Greece exit polls suggest no majority win

Country’s two main parties suffer major losses, as smaller parties make gains in parliamentary vote, according to polls.

Greecy syriza
Alexis Tsipras, the leader of SYRIZA, has seen support for his leftist party increase three-fold since 2009 [AFP]

Exit polls have projected that Greece’s former majority socialist party has been pushed down to third place in the country’s parliamentary elections, with no definitive frontrunner and no party gaining enough votes to form a government.

The left-wing PASOK party saw its share of the vote fall to 14-17 per cent from 43.9 per cent on Sunday, according to the poll, commissioned by four major television stations and carried out by three polling agencies.

The conservative New Democracy party (ND) mustered the most votes with 17-20 per cent of the vote, but it was not sufficient to give it absolute majority and was down from 33.5 per cent at the 2009 election.

Al Jazeera’s Barnaby Phillips, reporting from Athens, said: “On the face of it, this seems like massive repudiation of Greece’s political establishment.” 
 
While the two pro-austerity parties suffered major losses, the leftist Syriza party, which opposed European Union-IMF reforms, jumped to second place after scoring 15.5-18.5 per cent of the vote, up from 4.6 per cent three years ago.

Golden Dawn, a neo-Nazi party, was also set to enter parliament for the first time in nearly 40 years, notching up 6-8 per cent of the vote.

The communist KKE party scored 7.5-9.5 per cent, compared to 7.5 per cent in 2009, the exit polls showed.

Coalition talks

Both PASOK and ND have said they want the “troika” of the European Union, International Monetary Fund and European Central Bank to cut Greece more slack in their two bailout deals worth $314bn.

But with voters angry at the austerity cuts demanded in response, many of the smaller parties, including Syriza, want to put an end to the agreements, while KKE wants Greece to leave the eurozone.

Voters angered by two years of austerity measures in return for the bailouts have deserted the main parties in massive numbers, turning instead to a series of smaller parties.

If no party wins enough votes to form a government, whichever party wins the most votes will have to seek a coalition with rivals.

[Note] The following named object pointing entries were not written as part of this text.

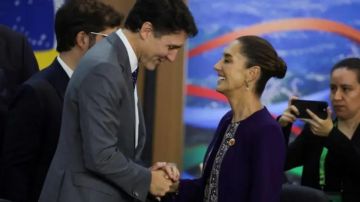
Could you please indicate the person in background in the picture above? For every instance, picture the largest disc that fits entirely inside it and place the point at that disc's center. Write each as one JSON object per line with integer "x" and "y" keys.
{"x": 329, "y": 149}
{"x": 17, "y": 64}
{"x": 245, "y": 159}
{"x": 103, "y": 134}
{"x": 33, "y": 126}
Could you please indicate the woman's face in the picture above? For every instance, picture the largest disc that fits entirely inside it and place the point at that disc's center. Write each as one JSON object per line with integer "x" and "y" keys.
{"x": 345, "y": 93}
{"x": 231, "y": 70}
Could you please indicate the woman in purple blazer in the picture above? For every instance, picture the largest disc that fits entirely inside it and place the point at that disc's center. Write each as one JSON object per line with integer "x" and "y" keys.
{"x": 245, "y": 160}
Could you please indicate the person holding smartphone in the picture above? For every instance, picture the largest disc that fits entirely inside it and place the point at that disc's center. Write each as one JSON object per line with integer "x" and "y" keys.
{"x": 329, "y": 149}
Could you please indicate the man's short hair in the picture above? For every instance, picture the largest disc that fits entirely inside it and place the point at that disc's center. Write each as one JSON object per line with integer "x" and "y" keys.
{"x": 166, "y": 16}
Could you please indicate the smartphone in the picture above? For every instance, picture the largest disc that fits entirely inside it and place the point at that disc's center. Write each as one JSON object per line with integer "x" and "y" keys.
{"x": 317, "y": 107}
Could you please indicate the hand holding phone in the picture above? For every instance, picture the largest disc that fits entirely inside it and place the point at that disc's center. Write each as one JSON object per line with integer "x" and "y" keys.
{"x": 317, "y": 107}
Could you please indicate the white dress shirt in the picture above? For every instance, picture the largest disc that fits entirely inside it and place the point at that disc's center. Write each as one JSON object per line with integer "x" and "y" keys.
{"x": 133, "y": 65}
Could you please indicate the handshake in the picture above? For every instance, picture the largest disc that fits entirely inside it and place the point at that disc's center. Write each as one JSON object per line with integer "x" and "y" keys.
{"x": 164, "y": 178}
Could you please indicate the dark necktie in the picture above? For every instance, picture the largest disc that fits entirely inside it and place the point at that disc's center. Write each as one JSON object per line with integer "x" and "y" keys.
{"x": 134, "y": 76}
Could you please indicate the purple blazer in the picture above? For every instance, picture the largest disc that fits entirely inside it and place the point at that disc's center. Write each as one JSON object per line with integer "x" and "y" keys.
{"x": 252, "y": 169}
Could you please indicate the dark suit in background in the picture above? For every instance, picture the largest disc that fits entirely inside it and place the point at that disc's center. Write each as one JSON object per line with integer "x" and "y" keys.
{"x": 17, "y": 64}
{"x": 32, "y": 132}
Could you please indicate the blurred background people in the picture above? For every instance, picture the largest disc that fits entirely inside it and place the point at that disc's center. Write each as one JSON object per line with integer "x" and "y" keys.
{"x": 34, "y": 120}
{"x": 245, "y": 159}
{"x": 17, "y": 64}
{"x": 329, "y": 149}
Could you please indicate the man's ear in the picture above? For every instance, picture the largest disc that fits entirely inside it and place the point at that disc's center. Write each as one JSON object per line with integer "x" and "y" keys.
{"x": 82, "y": 40}
{"x": 146, "y": 30}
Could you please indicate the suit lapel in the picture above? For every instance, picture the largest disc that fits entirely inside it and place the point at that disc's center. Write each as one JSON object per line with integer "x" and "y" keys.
{"x": 124, "y": 63}
{"x": 58, "y": 78}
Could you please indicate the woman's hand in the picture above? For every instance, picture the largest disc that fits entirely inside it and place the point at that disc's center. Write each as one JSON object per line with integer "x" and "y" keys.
{"x": 289, "y": 115}
{"x": 318, "y": 126}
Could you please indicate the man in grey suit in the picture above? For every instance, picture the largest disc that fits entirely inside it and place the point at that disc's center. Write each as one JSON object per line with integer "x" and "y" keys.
{"x": 103, "y": 132}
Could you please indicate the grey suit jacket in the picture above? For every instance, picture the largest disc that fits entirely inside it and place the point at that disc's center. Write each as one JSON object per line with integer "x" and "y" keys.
{"x": 96, "y": 159}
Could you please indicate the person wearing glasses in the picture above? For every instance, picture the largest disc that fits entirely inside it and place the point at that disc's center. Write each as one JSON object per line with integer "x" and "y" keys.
{"x": 102, "y": 136}
{"x": 33, "y": 126}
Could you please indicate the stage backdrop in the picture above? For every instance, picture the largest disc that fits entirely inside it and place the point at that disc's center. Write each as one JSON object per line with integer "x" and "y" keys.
{"x": 35, "y": 19}
{"x": 310, "y": 35}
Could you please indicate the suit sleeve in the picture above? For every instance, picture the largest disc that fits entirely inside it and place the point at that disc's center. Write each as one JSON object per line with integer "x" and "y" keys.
{"x": 267, "y": 160}
{"x": 21, "y": 144}
{"x": 100, "y": 96}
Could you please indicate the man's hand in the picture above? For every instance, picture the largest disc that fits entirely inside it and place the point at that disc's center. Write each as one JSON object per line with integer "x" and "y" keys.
{"x": 170, "y": 169}
{"x": 160, "y": 183}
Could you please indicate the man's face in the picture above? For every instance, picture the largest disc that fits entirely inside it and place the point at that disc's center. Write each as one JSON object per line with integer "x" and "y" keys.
{"x": 157, "y": 49}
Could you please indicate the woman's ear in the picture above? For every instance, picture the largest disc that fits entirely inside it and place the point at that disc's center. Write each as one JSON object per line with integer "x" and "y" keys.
{"x": 253, "y": 73}
{"x": 82, "y": 40}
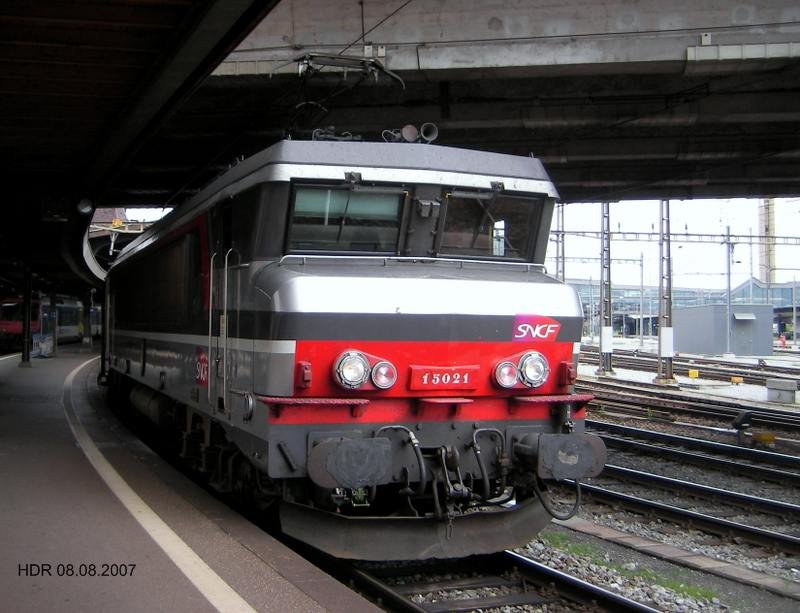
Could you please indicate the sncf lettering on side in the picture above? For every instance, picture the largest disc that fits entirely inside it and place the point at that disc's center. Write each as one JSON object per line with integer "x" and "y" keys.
{"x": 536, "y": 331}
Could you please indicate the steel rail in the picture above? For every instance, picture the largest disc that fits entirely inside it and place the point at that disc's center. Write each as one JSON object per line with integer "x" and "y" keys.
{"x": 702, "y": 521}
{"x": 588, "y": 591}
{"x": 774, "y": 475}
{"x": 657, "y": 396}
{"x": 769, "y": 457}
{"x": 398, "y": 597}
{"x": 763, "y": 505}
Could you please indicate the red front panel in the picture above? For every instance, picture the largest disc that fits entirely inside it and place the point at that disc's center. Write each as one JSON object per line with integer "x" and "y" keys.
{"x": 429, "y": 368}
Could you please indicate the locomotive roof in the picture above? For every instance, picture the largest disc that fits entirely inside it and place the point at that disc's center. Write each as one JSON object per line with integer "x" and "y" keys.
{"x": 433, "y": 163}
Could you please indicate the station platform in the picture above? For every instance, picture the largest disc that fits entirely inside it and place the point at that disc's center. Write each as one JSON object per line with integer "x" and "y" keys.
{"x": 700, "y": 387}
{"x": 92, "y": 519}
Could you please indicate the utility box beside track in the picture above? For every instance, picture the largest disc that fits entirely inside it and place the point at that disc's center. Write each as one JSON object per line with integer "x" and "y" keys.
{"x": 703, "y": 329}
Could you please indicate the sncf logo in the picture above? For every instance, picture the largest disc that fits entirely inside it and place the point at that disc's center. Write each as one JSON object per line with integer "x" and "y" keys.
{"x": 528, "y": 328}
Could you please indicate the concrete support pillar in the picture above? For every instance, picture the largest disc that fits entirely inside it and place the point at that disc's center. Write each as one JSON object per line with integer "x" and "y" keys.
{"x": 666, "y": 349}
{"x": 606, "y": 330}
{"x": 27, "y": 301}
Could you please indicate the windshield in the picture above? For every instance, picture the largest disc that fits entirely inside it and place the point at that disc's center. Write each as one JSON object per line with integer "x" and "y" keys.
{"x": 344, "y": 219}
{"x": 497, "y": 226}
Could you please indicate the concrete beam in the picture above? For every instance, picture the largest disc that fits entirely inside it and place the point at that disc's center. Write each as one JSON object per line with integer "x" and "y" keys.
{"x": 535, "y": 37}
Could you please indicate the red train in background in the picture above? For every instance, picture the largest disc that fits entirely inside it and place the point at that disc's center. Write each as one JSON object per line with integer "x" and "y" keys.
{"x": 43, "y": 321}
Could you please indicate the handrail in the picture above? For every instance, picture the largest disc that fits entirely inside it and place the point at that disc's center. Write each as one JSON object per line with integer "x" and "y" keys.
{"x": 409, "y": 259}
{"x": 225, "y": 321}
{"x": 210, "y": 320}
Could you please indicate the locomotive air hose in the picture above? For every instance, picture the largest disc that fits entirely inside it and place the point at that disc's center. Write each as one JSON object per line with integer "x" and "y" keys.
{"x": 549, "y": 508}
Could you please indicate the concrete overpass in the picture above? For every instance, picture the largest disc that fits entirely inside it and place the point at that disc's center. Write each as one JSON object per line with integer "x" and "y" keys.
{"x": 620, "y": 99}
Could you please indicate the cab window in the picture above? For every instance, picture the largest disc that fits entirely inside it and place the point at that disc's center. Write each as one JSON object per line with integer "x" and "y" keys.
{"x": 345, "y": 219}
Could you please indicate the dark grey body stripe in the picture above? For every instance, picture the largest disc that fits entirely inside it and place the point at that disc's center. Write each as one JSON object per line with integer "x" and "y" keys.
{"x": 400, "y": 327}
{"x": 268, "y": 325}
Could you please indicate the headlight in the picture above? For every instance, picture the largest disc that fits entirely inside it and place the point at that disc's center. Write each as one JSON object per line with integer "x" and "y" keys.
{"x": 506, "y": 374}
{"x": 384, "y": 375}
{"x": 352, "y": 369}
{"x": 533, "y": 369}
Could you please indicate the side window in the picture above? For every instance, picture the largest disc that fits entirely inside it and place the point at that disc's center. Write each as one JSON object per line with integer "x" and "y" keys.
{"x": 497, "y": 226}
{"x": 240, "y": 224}
{"x": 161, "y": 289}
{"x": 345, "y": 219}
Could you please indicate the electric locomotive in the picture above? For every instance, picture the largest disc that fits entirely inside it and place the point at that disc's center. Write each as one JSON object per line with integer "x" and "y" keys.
{"x": 363, "y": 337}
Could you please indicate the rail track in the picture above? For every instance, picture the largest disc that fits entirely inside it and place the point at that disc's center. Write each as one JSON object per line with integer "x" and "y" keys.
{"x": 505, "y": 579}
{"x": 708, "y": 458}
{"x": 757, "y": 519}
{"x": 708, "y": 519}
{"x": 615, "y": 433}
{"x": 719, "y": 370}
{"x": 644, "y": 398}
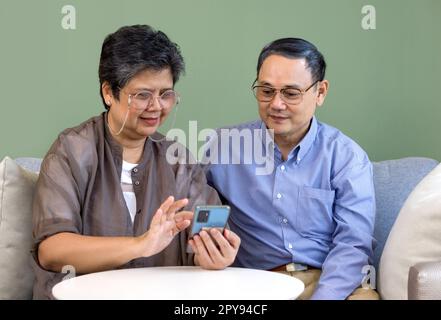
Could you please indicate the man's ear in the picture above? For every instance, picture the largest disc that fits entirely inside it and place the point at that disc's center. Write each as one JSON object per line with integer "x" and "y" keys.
{"x": 322, "y": 92}
{"x": 106, "y": 91}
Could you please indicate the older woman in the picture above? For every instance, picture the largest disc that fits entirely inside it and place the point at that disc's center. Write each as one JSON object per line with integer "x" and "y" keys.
{"x": 106, "y": 197}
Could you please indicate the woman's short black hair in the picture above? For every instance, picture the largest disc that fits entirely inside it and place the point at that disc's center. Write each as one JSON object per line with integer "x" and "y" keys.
{"x": 132, "y": 49}
{"x": 296, "y": 48}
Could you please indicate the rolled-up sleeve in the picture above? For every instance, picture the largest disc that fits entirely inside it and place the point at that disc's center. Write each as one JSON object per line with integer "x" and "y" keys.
{"x": 56, "y": 205}
{"x": 352, "y": 245}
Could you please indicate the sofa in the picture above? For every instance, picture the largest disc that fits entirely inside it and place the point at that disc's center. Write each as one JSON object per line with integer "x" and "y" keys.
{"x": 394, "y": 180}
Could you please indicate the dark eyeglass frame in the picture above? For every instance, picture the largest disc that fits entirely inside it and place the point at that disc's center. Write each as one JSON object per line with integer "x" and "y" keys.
{"x": 158, "y": 97}
{"x": 282, "y": 92}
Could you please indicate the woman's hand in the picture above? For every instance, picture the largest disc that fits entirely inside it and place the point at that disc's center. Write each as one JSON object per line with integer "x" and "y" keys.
{"x": 166, "y": 223}
{"x": 214, "y": 250}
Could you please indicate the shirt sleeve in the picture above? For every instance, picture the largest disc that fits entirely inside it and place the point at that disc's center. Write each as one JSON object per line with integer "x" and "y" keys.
{"x": 352, "y": 245}
{"x": 56, "y": 205}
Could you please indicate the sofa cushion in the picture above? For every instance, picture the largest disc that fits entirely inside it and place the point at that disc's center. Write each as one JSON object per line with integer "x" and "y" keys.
{"x": 414, "y": 238}
{"x": 394, "y": 180}
{"x": 16, "y": 193}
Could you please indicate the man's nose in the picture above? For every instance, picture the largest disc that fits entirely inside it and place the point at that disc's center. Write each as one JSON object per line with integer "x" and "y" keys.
{"x": 277, "y": 102}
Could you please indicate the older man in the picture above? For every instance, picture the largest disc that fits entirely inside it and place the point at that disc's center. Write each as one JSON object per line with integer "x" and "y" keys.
{"x": 313, "y": 215}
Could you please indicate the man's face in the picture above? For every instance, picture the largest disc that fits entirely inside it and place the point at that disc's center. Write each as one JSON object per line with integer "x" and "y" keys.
{"x": 289, "y": 122}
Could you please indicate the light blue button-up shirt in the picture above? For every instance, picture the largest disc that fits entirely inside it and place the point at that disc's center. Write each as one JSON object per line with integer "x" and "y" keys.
{"x": 316, "y": 208}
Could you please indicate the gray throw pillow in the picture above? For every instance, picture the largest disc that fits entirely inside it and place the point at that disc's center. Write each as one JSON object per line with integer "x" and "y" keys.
{"x": 16, "y": 193}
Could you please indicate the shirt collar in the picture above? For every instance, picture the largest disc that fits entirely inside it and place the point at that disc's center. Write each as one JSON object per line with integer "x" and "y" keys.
{"x": 300, "y": 150}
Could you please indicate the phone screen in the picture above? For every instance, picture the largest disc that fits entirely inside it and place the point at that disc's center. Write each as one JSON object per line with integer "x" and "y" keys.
{"x": 206, "y": 217}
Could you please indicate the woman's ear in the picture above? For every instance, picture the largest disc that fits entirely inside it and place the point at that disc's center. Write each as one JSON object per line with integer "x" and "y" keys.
{"x": 106, "y": 91}
{"x": 322, "y": 92}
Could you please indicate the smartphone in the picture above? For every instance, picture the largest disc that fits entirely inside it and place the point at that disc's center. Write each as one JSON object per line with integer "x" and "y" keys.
{"x": 207, "y": 217}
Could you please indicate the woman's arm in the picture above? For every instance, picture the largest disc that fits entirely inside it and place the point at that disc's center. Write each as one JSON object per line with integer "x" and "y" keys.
{"x": 92, "y": 254}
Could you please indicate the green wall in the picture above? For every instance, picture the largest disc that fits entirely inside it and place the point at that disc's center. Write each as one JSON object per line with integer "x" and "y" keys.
{"x": 384, "y": 82}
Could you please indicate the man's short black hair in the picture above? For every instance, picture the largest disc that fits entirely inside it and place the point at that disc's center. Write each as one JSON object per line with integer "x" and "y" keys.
{"x": 132, "y": 49}
{"x": 296, "y": 48}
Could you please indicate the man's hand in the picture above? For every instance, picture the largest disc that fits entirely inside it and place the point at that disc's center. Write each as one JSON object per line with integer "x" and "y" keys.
{"x": 166, "y": 223}
{"x": 214, "y": 250}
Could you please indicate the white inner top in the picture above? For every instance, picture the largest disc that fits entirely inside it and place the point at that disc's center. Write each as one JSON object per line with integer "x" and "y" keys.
{"x": 127, "y": 187}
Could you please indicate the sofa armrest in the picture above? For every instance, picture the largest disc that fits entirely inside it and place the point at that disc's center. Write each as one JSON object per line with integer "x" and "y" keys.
{"x": 425, "y": 281}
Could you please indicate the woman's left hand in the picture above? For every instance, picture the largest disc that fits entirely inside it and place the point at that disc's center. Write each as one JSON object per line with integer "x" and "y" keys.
{"x": 214, "y": 250}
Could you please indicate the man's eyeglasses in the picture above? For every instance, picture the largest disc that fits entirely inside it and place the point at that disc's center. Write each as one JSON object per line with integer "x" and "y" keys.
{"x": 291, "y": 96}
{"x": 144, "y": 100}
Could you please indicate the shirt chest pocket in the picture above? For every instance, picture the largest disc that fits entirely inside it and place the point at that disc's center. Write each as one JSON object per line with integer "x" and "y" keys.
{"x": 314, "y": 214}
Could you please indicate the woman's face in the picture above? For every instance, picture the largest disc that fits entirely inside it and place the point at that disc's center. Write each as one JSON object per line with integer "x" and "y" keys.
{"x": 143, "y": 119}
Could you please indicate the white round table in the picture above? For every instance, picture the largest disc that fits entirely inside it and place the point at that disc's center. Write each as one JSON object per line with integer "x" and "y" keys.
{"x": 180, "y": 283}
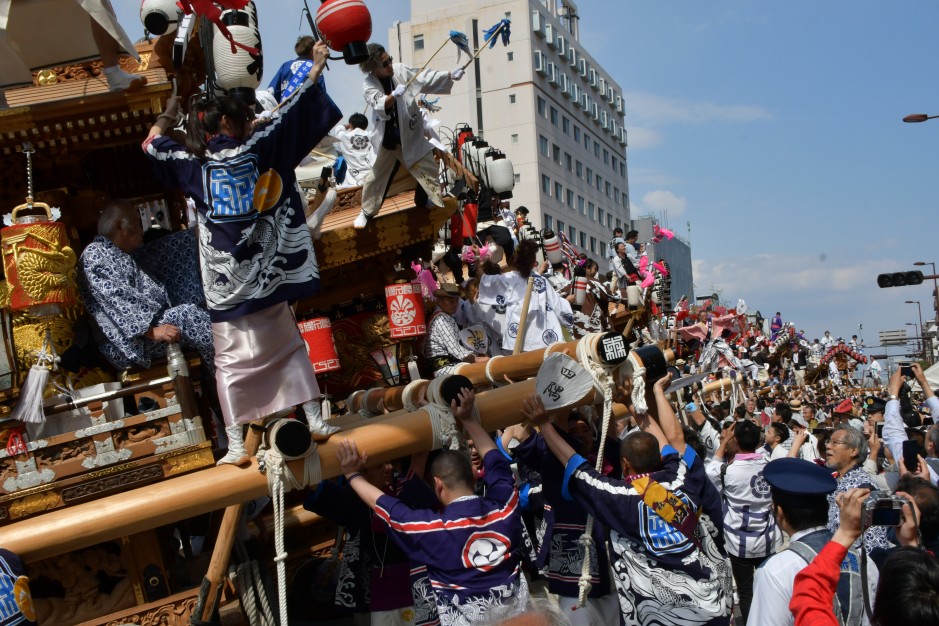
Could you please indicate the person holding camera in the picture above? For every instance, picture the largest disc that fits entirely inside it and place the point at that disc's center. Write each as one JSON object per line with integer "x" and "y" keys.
{"x": 845, "y": 453}
{"x": 908, "y": 589}
{"x": 895, "y": 436}
{"x": 800, "y": 491}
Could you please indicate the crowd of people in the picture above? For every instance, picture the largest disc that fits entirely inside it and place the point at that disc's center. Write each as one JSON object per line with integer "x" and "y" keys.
{"x": 786, "y": 496}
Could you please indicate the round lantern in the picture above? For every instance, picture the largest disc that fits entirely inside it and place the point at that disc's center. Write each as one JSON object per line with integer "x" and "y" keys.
{"x": 159, "y": 17}
{"x": 552, "y": 247}
{"x": 346, "y": 26}
{"x": 317, "y": 334}
{"x": 39, "y": 264}
{"x": 405, "y": 310}
{"x": 239, "y": 74}
{"x": 501, "y": 176}
{"x": 580, "y": 290}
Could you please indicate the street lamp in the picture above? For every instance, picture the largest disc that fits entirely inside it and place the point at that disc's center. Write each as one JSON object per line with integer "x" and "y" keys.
{"x": 915, "y": 118}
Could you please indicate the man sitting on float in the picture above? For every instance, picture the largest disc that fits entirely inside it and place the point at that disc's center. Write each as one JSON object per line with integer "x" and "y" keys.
{"x": 132, "y": 309}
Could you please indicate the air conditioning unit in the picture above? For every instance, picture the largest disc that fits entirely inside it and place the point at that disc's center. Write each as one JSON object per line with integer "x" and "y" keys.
{"x": 540, "y": 62}
{"x": 537, "y": 23}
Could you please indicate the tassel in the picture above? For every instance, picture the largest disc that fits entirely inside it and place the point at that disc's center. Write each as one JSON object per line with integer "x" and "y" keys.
{"x": 28, "y": 408}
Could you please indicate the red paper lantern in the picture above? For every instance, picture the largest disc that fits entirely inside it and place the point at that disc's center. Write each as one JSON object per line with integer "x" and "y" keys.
{"x": 346, "y": 26}
{"x": 317, "y": 333}
{"x": 405, "y": 310}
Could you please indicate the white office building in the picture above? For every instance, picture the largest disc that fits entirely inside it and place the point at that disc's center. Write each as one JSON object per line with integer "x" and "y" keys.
{"x": 543, "y": 100}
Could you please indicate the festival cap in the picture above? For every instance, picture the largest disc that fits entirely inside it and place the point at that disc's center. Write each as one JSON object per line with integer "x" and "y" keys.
{"x": 447, "y": 290}
{"x": 845, "y": 406}
{"x": 873, "y": 404}
{"x": 799, "y": 483}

The first party will have three days in which to conduct coalition negotiations.

If it fails, the mandate will go to the second party for a further three days, and then on to the third party.

If no coalition emerges, then the country will have to go to another election, a prospect which has alarmed Greece’s international creditors.

Greece must take yet more austerity measures next month to ensure it meets fiscal targets laid out in its international bailout and to ensure the rescue loan funds keep flowing.